Tuesday, December 1st, 2009

It’s common, if infrequently articulated, knowledge that homelessness isn’t good for you. Homelessness is accompanied by a substantially higher mortality rate than has the population at large, difficulty obtaining employment, and enormous social stigma.

These negative impacts are compounded for homeless children, and their schooling suffers as a result. Researchers at Columbia University have found that homeless children are half again as likely as their housed peers to perform below grade level in reading and spelling, and more than twice as likely to perform poorly in math.

The causes are obvious: Without stable housing, homeless children are subject to far higher stress; they frequently do not have adequate space to do homework. They lack access to many of the resources employed by their housed peers.

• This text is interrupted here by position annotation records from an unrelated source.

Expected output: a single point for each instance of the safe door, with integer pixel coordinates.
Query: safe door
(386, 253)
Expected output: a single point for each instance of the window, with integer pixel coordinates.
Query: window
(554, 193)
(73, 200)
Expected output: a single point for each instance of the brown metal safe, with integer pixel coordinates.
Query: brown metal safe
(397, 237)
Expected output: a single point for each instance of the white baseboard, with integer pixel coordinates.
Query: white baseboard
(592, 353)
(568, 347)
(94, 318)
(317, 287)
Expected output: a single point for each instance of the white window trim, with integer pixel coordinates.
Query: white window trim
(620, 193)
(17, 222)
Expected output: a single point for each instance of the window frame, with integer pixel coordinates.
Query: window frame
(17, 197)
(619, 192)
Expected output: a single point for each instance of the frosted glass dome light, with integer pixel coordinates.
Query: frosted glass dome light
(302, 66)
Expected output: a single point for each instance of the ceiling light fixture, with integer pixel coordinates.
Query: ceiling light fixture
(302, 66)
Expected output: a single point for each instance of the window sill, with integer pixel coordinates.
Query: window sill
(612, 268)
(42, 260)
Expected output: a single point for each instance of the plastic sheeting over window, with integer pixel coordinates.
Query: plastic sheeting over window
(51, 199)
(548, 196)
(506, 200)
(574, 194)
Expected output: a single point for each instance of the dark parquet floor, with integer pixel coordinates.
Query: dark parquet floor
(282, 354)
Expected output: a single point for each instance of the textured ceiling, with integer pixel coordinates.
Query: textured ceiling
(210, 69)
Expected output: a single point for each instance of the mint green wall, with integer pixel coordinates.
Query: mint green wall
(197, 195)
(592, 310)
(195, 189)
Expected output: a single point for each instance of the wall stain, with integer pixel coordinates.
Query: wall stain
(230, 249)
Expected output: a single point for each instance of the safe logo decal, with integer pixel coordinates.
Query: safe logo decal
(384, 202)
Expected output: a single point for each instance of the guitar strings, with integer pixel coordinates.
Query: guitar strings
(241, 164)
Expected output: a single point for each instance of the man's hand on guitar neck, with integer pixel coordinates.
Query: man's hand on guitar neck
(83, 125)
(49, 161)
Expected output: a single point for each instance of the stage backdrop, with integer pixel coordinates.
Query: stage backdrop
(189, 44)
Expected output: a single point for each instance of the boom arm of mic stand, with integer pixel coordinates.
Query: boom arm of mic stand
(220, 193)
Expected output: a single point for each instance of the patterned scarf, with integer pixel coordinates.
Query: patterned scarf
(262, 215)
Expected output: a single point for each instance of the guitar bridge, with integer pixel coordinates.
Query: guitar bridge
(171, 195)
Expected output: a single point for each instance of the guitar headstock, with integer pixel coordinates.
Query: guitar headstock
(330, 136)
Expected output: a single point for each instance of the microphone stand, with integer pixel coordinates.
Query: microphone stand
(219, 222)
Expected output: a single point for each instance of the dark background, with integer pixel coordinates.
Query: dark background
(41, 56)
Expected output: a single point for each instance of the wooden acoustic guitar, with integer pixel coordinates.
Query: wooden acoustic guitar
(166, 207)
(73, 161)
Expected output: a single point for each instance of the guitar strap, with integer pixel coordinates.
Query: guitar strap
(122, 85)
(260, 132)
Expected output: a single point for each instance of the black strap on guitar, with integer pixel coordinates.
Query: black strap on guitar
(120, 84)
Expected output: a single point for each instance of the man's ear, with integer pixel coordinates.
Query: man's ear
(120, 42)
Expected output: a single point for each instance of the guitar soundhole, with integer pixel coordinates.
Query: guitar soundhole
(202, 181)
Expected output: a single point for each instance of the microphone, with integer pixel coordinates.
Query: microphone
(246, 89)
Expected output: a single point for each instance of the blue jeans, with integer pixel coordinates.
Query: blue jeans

With the current recession, this problem is expanding dramatically. Looking at the first year of the recession, the National Association for the Education of Homeless Children and Youth (NAEHCY) and First Focus published the report The Economic Crisis Hits Home: The Unfolding Increase in Child & Youth Homelessness. NAEHCY looked into homeless student populations at 1,716 school districts across the country. In the first semester of the 2008–2009 school year, nearly 20% of these districts had enrolled more homeless students than they had in the entirety of the 2007–2008 school year. A further 49% had seen at least half the prior year’s number of students within the first few months. Over 95% reported some increase. And 2008–2009 built on increases the prior school year.